A State-of-Art-Review on Machine-Learning Based Methods for PV

Appl. Sci. 2021, 11(16), 7550; https://doi.org/10.3390/app11167550
by Giuseppe Marco Tina 1,*, Cristina Ventura 1,*, Sergio Ferlito 2,* and Saverio De Vito 2
Reviewer 1: Anonymous
Reviewer 2: Anonymous
Appl. Sci. 2021, 11(16), 7550; https://doi.org/10.3390/app11167550
Submission received: 12 July 2021 / Revised: 11 August 2021 / Accepted: 12 August 2021 / Published: 17 August 2021

Round 1

Reviewer 1 Report

Interesting and consistent state of art review on machine-learning based methods applied for  PV systems.

The paper topic is in line with the scope of “applied sciences” and can be accepted for publication after minor language corrections, as for example on Line 307: “In [36] i a hybrid model …” .

 

Author Response

The paper has been modified following the suggestions of the reviewer.

Reviewer 2 Report

In my opinion, the paper presents a very complete review of recent works (published since 2018) in which Machine Learning and Deep Learning methods are applied to different fundamental aspects of the operation of solar plants, production prediction, fault or anomaly detection, or optimisation of MPPT mode operation, among others. I think it is a very good compilation work, with good organisation and presentation of the compiled papers in tables, very useful for authors who are working in this field.

I would just like to point out some minor aspects, especially in terms of form, so that authors can take them into account before publishing their work.

It is recommended that the authors read the work and correct some small typos in the text.

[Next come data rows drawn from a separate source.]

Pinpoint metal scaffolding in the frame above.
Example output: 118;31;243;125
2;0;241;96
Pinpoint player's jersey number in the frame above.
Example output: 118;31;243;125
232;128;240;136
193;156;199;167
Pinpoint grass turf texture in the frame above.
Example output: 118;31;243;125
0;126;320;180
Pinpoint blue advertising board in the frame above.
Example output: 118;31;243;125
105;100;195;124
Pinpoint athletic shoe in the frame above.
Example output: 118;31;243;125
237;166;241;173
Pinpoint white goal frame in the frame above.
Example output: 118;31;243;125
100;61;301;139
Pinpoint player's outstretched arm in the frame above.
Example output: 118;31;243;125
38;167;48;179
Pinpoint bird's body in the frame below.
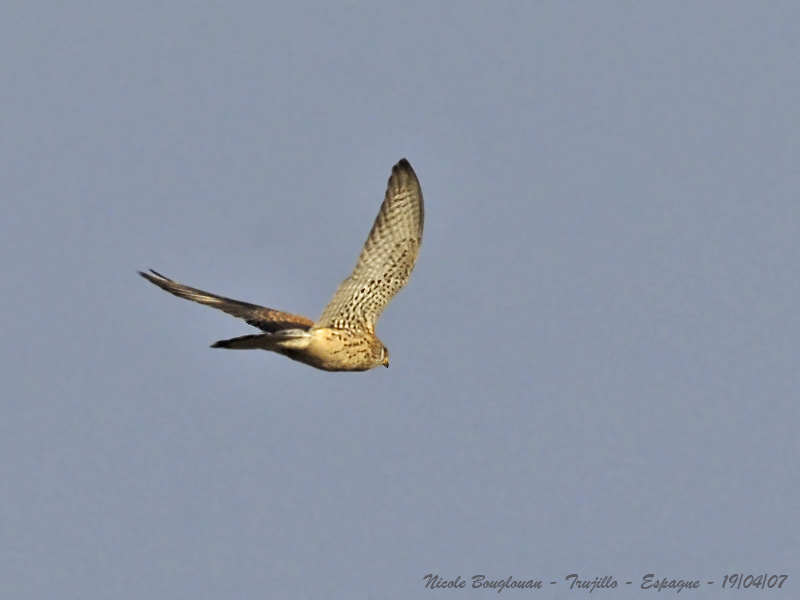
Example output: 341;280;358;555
139;159;424;371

As examples, line 307. “In [36] i a hybrid model…”, or line 308 “short-term memory (LSTM) networks s proposed…”, line 348 “relies on transferrin”, line 472 “To have and the idea of the power loss coming from faults this can vary from”, line 795 “Tensorflow of Pytorch”.

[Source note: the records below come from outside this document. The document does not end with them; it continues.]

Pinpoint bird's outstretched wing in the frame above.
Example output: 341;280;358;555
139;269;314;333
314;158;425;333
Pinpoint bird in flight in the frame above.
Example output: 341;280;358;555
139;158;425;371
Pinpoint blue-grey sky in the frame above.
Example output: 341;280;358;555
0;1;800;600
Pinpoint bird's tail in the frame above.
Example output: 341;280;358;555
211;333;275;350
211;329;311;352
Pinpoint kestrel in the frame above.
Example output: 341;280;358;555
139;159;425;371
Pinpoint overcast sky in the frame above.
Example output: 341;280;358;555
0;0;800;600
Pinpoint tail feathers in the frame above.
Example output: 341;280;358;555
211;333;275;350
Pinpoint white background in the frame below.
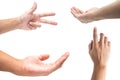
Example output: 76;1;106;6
0;0;120;80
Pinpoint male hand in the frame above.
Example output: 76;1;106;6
18;2;57;30
16;52;69;76
71;7;98;23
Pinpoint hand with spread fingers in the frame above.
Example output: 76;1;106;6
89;28;110;80
0;2;57;34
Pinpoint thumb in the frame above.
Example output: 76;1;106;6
28;2;37;14
39;54;49;61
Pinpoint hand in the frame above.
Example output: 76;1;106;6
89;28;110;67
71;7;98;23
18;2;57;30
17;52;69;76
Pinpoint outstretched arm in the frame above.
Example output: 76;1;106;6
0;2;57;34
0;51;69;76
89;28;110;80
71;0;120;23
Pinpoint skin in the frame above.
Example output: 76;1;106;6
0;2;57;34
89;28;110;80
0;3;69;76
0;51;69;76
71;0;120;23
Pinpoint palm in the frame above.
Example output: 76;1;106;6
18;3;57;30
71;7;98;23
22;53;68;76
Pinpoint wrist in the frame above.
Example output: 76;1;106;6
94;64;107;69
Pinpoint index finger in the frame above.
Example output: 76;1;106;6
53;52;69;71
93;27;98;46
39;12;55;17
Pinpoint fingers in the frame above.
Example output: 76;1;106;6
88;40;93;50
39;13;55;17
71;7;84;14
28;2;37;14
93;27;98;46
71;7;83;18
39;54;49;61
29;22;41;27
99;33;106;46
40;19;57;25
53;52;69;71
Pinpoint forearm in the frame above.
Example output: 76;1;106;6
0;17;20;34
0;51;21;74
91;66;106;80
94;0;120;20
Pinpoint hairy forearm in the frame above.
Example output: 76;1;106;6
0;51;20;74
91;66;106;80
94;0;120;20
0;17;20;34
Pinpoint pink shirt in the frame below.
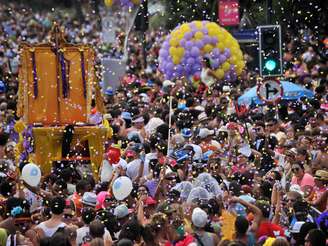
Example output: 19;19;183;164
292;173;314;188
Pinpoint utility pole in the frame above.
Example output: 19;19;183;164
266;0;272;25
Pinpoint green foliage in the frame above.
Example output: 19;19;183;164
162;0;217;29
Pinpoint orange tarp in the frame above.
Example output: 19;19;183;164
19;44;95;126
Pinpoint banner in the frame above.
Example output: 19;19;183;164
218;0;239;26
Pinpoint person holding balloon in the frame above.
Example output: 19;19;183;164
200;57;219;88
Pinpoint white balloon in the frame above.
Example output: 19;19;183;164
100;160;114;182
21;163;41;187
113;176;133;200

Separate the headings between different columns in the header of table 2.

Tables 3 and 7. The year column does not appear in bold, but appears in bold in tables 2, 4, 5 or 6.

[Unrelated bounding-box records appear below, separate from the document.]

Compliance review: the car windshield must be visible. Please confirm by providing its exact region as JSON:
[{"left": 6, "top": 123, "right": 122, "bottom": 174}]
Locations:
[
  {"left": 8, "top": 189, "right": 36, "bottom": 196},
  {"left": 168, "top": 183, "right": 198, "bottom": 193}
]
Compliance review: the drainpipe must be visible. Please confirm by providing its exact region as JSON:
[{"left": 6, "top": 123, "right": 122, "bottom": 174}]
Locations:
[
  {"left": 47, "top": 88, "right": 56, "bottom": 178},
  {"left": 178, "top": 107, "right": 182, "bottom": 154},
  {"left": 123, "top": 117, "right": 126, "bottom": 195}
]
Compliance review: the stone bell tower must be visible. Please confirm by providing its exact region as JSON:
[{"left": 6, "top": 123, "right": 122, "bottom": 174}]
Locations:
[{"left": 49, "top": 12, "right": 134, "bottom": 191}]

Line 537. Separate a little the text of the paragraph from the table 4, they are very close. Idem in line 617.

Line 616. Place the beginning of table 6 on the next page, so that it does not remain on one page only the header.

All the parameters that appear in the equations should be explained in the text.

It would be advisable, in order to facilitate the reading of the document, to include a table of acronyms, given that there are numerous acronyms that appear throughout the text of the manuscript.

Author Response

The paper has been modified following the suggestions of the reviewer. Moreover, a table of acronyms has been added to the manuscript.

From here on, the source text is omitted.